Bill Wray, Senior Executive Vice President, Chief Risk Officer
Sure, Ron. So as Ron said, about of that non-accrual, we again, it'll close when it closes, but we believe it is very likely that we'll get that knocked down by about $3.3 million, and then we'll have the remaining non-accrual that's the other half of that relationship. And that is where the charge-off was. That was driven by an appraisal. It's being marketed for sale. We think it's at a reasonable level to be disposed, but we'll see when the offers come through. With regard to the large asset, that is over half leased now, just over half leased. There are active lease proposals in place. The borrower put a lot of money in, and as we mentioned before, to build out spec suites. So that seems to be getting them some momentum. So, and the borrower's been supportive all along. So again, we believe that's on the upswing and is in good shape and over time as these leases convert from LOI into signed leases, you know, we'd be reevaluating the classification on that. And then was there another property you had a question on?
Laurie Hunsicker, Analyst
Yes, on that $20.5 million flap is that still due in the fourth quarter or is there any movement on extending that?
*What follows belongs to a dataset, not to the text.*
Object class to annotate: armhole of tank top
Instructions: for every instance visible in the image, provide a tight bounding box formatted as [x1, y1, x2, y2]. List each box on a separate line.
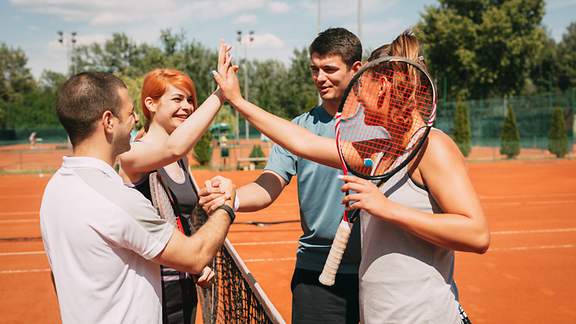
[181, 159, 200, 196]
Bill Wray, Senior Executive Vice President, Chief Risk Officer
Let's see we did it, we did two one-year extensions that went through 2026 as they put in a very significant amount of equity to do that. So I think if I'm moving it right, just to make sure this will be early 2026 when this comes back up.
Ron Ohsberg, Senior Executive Vice President, CFO and Treasurer
Bill, I think it's the end of 2026.
Laurie Hunsicker, Analyst
I'm sorry, but I'm hearing you guys with a lot of detailed questions. And Bill, just to go back to the one that you took the charge-off on, which loan was that? Was that the Class B office that was due this quarter?
Bill Wray, Senior Executive Vice President, Chief Risk Officer
Yes.
Laurie Hunsicker, Analyst
Okay, got you. And is that still, I mean, I had in my notes I was sitting around 70% vacant. Is that still the case or has that improved at all?
Bill Wray, Senior Executive Vice President, Chief Risk Officer
It's 50%. And again, thankfully, through all these, they continue to pay. So they're still current, but it's 50% occupied at this point.
Laurie Hunsicker, Analyst
So it's gotten better. Okay, that's great. I really, really appreciate the details there. And then Ned, just last question for you. You know with sort of earnings clarity, dividend coverage clarity, etc., really starting to shine and the fact now that your stock is 20% plus lower than where you did the spot? How do you think about buybacks? How does the board think about buybacks? Thanks.
Ned Handy, Chairman and CEO
Yes, it's certainly something we need to think about and, you know, it goes to best use of capital. You know, we want to be careful about it as I think you know and, Ron, you should talk about the current state of approvals. I mean, I know we let the approval.
Ron Ohsberg, Senior Executive Vice President, CFO and Treasurer
Yes, so we don't have a plan currently in place, Laurie, but it is something that we're relooking at.
Laurie Hunsicker, Analyst
Okay, great. That's helpful. Thanks for taking my questions.
Ron Ohsberg, Senior Executive Vice President, CFO and Treasurer
Yes.
Ned Handy, Chairman and CEO
Thanks, Laurie.
Operator, Operator
It sounds, there are no more questions registered in the queue. I would like to pass the conference over to our hosting team for closing remarks.
Ned Handy, Chairman and CEO
Well, thank you all for joining us. We appreciate your time and your interest and look forward to talking again soon. Have a great day, everybody.
Operator, Operator
That will conclude today's conference call. Thank you for your participation and enjoy the rest of your day.